The latest project - to separate it from other traffic with a fence along its length - forming another barrier between citizens and their port area will not add to its attraction or usage. Cycle paths should connect and take users to desired destinations if they are to be effective.
Our mayor should halt such follies immediately.
J Billingsley, Parnell.
Safety for all
"How do you create a city that genuinely favours pedestrians?" is a question from Simon Wilson (Weekend Herald, October 19).
I consider that very relevant but he has forgotten the majority of the Auckland population, who need to drive cars for a number of many and valid reasons. We need to consider their needs as well. We need to create a city that can take care of both.
The number one priority is that we need safety for all. To do this, we need to first put in the infrastructure, and light rail is definitely not the answer.
The biggest cities have undergrounds that they have been building for years. When I lived in London, if I needed to get somewhere fast I could walk to the nearest convenient underground but, when I had time, I could take one of the many convenient buses and enjoy the beauty of London city.
We need much improved infrastructure - easy access to fast rail and easy access to buses. Forget about light rail. What Auckland needs is a fast rail transport around the city and environs with easy access. This has already started. Apparently the rail to the airport can be continued without too much trouble.
Jimmi Farry, Grey Lynn.
A quick word
One can analyse it and dissect it to the nth degree but, the fact is, the best teams in all sports occasionally lose. We should do so gracefully. John Clements, Orewa.
Drop the pre-match theatrics and get on with the b***** game. CC McDowall, Rotorua.

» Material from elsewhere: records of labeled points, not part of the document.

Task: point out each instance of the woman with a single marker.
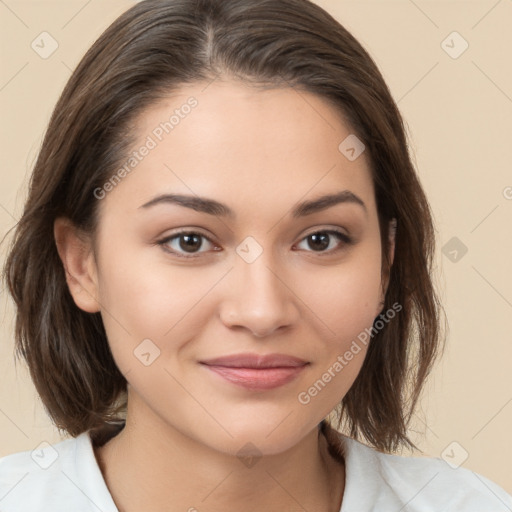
(225, 241)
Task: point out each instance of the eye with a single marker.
(184, 244)
(322, 241)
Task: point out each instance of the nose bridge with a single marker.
(258, 299)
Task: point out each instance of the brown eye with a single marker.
(325, 241)
(184, 243)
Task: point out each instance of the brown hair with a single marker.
(153, 48)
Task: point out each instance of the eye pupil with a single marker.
(320, 241)
(192, 241)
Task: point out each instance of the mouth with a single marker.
(257, 372)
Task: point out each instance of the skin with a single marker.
(260, 153)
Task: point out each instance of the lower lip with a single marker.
(257, 378)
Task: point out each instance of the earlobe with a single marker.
(77, 257)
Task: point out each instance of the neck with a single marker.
(168, 471)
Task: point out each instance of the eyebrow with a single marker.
(212, 207)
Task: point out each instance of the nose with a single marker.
(260, 298)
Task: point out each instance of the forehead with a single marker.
(242, 145)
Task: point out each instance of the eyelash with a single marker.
(347, 240)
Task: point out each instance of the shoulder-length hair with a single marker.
(157, 46)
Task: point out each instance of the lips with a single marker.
(257, 372)
(247, 360)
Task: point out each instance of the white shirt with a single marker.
(73, 482)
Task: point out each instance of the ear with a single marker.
(76, 254)
(391, 238)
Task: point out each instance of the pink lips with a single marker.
(257, 372)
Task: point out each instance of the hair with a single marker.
(149, 51)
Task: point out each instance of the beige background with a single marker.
(458, 111)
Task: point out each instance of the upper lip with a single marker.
(248, 360)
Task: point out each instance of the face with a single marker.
(263, 274)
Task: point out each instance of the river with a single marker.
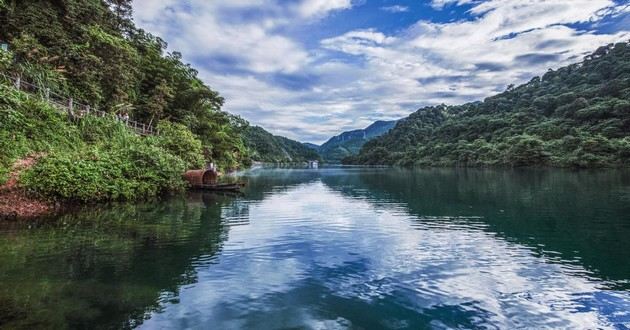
(335, 248)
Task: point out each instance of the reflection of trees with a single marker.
(259, 184)
(106, 266)
(579, 214)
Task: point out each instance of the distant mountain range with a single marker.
(268, 148)
(576, 116)
(350, 143)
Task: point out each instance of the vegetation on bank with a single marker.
(577, 116)
(93, 159)
(92, 51)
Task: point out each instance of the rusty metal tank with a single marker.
(201, 178)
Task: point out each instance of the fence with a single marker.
(75, 109)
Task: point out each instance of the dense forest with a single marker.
(91, 50)
(349, 143)
(268, 148)
(576, 116)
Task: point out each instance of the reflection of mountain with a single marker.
(546, 210)
(117, 263)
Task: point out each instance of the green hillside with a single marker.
(576, 116)
(350, 143)
(265, 147)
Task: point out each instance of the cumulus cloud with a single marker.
(312, 89)
(395, 9)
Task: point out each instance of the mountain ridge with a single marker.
(576, 116)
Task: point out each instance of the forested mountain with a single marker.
(576, 116)
(92, 51)
(350, 143)
(265, 147)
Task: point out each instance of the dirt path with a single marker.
(14, 203)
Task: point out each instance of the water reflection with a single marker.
(336, 252)
(336, 248)
(104, 267)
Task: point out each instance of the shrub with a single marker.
(99, 174)
(180, 141)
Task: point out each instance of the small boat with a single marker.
(221, 187)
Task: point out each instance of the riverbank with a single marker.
(15, 203)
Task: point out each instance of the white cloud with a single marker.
(319, 8)
(395, 9)
(363, 75)
(439, 4)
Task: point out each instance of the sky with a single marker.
(311, 69)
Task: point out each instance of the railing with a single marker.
(75, 109)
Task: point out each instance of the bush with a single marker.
(97, 174)
(180, 141)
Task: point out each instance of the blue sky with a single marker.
(309, 69)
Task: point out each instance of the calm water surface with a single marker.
(335, 249)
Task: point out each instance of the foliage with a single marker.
(92, 51)
(180, 141)
(106, 172)
(577, 116)
(93, 159)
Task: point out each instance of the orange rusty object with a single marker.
(201, 178)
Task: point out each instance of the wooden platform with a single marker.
(220, 187)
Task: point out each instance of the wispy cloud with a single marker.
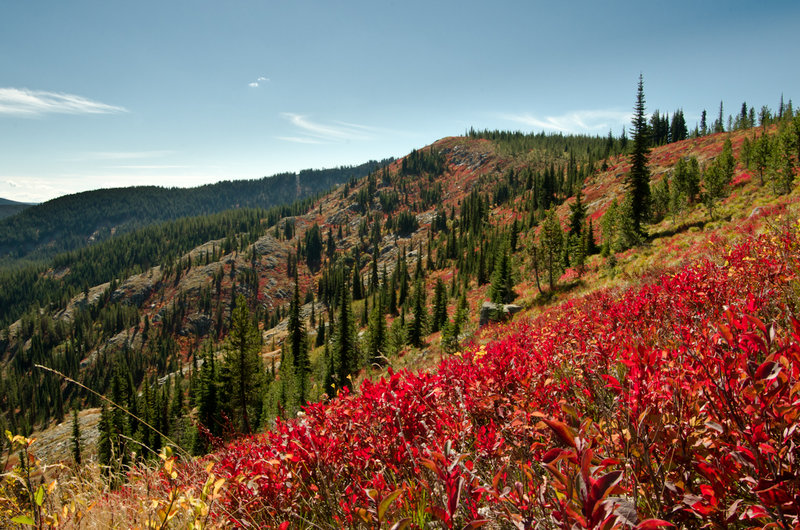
(120, 155)
(31, 103)
(299, 140)
(579, 121)
(258, 82)
(314, 132)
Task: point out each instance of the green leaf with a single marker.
(23, 519)
(38, 497)
(386, 502)
(402, 524)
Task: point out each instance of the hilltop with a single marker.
(9, 208)
(431, 417)
(74, 221)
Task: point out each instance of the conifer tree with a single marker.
(502, 287)
(299, 346)
(345, 349)
(243, 365)
(76, 438)
(717, 178)
(552, 239)
(577, 213)
(376, 335)
(417, 327)
(439, 316)
(106, 442)
(638, 181)
(782, 163)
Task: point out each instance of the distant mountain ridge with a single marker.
(73, 221)
(9, 207)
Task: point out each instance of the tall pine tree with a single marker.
(638, 182)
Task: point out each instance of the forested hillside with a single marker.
(9, 208)
(74, 221)
(352, 328)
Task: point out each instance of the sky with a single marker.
(99, 94)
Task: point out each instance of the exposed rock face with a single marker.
(497, 312)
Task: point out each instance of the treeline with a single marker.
(52, 286)
(74, 221)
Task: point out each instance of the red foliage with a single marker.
(674, 403)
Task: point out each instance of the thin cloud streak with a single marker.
(257, 82)
(32, 103)
(576, 122)
(328, 133)
(121, 155)
(299, 140)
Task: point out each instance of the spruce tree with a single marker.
(76, 438)
(298, 343)
(638, 181)
(502, 288)
(439, 317)
(345, 349)
(717, 178)
(417, 327)
(243, 365)
(552, 240)
(377, 335)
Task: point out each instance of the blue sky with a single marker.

Those English players who did not want their silver medals should give them away to charities to be auctioned off (should they be replaced with dummies?). Alan Eustace, Pakuranga.

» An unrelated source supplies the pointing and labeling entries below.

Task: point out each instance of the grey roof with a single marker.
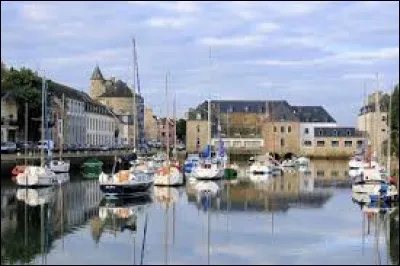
(97, 74)
(313, 114)
(337, 132)
(117, 89)
(281, 111)
(237, 106)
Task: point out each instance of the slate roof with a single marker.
(337, 132)
(96, 75)
(313, 114)
(281, 111)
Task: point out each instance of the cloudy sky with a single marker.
(309, 53)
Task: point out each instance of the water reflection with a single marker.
(297, 218)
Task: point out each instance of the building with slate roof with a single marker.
(266, 126)
(117, 95)
(373, 122)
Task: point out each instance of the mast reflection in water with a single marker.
(299, 218)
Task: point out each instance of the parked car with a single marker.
(8, 147)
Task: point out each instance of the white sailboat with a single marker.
(169, 174)
(40, 175)
(60, 165)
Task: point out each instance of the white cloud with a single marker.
(36, 12)
(238, 41)
(168, 22)
(267, 27)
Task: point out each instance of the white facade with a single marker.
(75, 128)
(100, 129)
(307, 132)
(239, 143)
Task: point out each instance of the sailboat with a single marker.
(210, 168)
(21, 168)
(60, 166)
(169, 174)
(36, 176)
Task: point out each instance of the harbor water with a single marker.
(297, 218)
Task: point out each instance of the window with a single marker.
(348, 143)
(335, 143)
(320, 143)
(307, 143)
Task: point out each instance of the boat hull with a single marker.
(125, 189)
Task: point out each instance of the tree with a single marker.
(181, 129)
(395, 121)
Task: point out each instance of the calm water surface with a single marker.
(293, 219)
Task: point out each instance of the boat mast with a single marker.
(26, 131)
(62, 127)
(167, 116)
(42, 127)
(134, 111)
(389, 130)
(174, 119)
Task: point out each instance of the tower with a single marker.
(97, 87)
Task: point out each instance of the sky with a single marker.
(308, 53)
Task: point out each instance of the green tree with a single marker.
(26, 88)
(181, 129)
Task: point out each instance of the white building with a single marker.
(101, 125)
(311, 117)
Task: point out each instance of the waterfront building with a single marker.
(374, 122)
(117, 96)
(151, 126)
(9, 115)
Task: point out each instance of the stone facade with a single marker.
(117, 96)
(281, 137)
(9, 115)
(151, 127)
(196, 135)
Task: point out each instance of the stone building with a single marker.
(373, 122)
(9, 115)
(151, 127)
(116, 95)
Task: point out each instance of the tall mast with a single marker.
(174, 119)
(42, 127)
(62, 126)
(389, 129)
(167, 114)
(26, 130)
(134, 111)
(209, 106)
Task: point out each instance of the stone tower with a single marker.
(97, 86)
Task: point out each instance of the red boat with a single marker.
(18, 169)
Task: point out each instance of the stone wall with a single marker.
(281, 137)
(192, 134)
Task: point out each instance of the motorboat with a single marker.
(302, 161)
(192, 161)
(59, 166)
(37, 196)
(209, 170)
(168, 175)
(125, 180)
(37, 176)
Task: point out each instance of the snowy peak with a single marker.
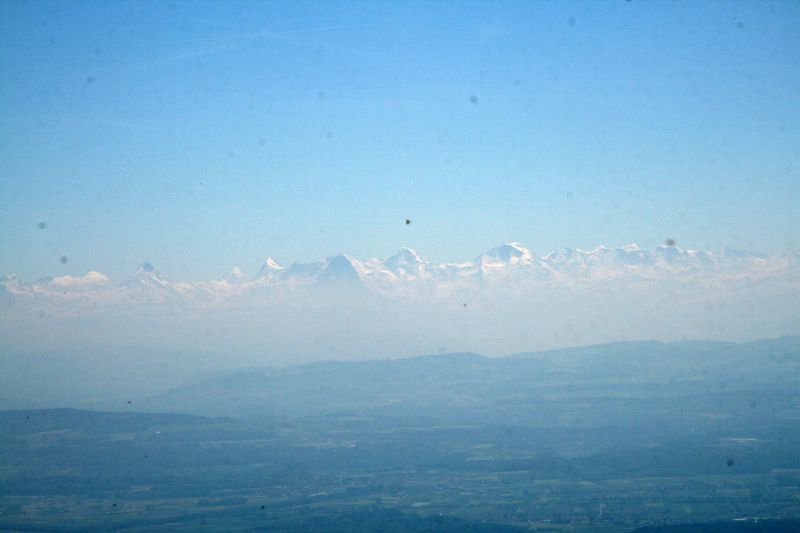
(145, 270)
(406, 261)
(341, 267)
(406, 275)
(269, 269)
(509, 253)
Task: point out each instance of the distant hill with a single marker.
(745, 526)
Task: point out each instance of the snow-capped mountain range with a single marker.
(408, 276)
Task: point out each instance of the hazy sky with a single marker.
(199, 136)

To those talking about recession and downturn in business confidence: Keep going on about it guys, and you will get what we don't need. Bob Wichman, Botany.
Why are the climate change people not raging against the pollution created by fireworks? Jock Mac Vicar, Hauraki.
The Government needs to take the responsible and sensible lead of putting the safety of people, animals and property first and ban the sale of private fireworks. Isaac Broome, Pukekohe.
Has anyone calculated the cost to the economy of the sleep deprivation caused by Guy Fawkes "week"? Allison Kelly, Mt Eden.
Without China and India on board the global initiative to reduce gas emissions means about a third of the world's people are not cooperating. Rob Buchanan, Kerikeri.
Many people can't think past "drugs are bad, don't take them or we'll lock you up". Well, how's that been working out for the past 50 years? Chris Elias, Mission Bay.
There was a time when insanity was inherited from your parents. Nowadays it is inherited from your children. Gary Hollis, Mellons Bay.
Social media companies that allow baby photos to be hijacked for anti-vaccination propaganda are abhorrent. Steve Russell, Hillcrest.
In Belgium, where I've recently been, kids have to be vaccinated before they can start school. Dave Spiers, Henderson.
Maggie Barry has thrown the towel in or, in her case, taken permanent garden leave. Ben Walker, Hamilton.
I departed a bus on Lower Albert St to be confronted by a Lime scooter with two adults on it bearing down on me. I am 72 and do not want to be on the wrong side of the grass yet. Margaret Chester, Milford.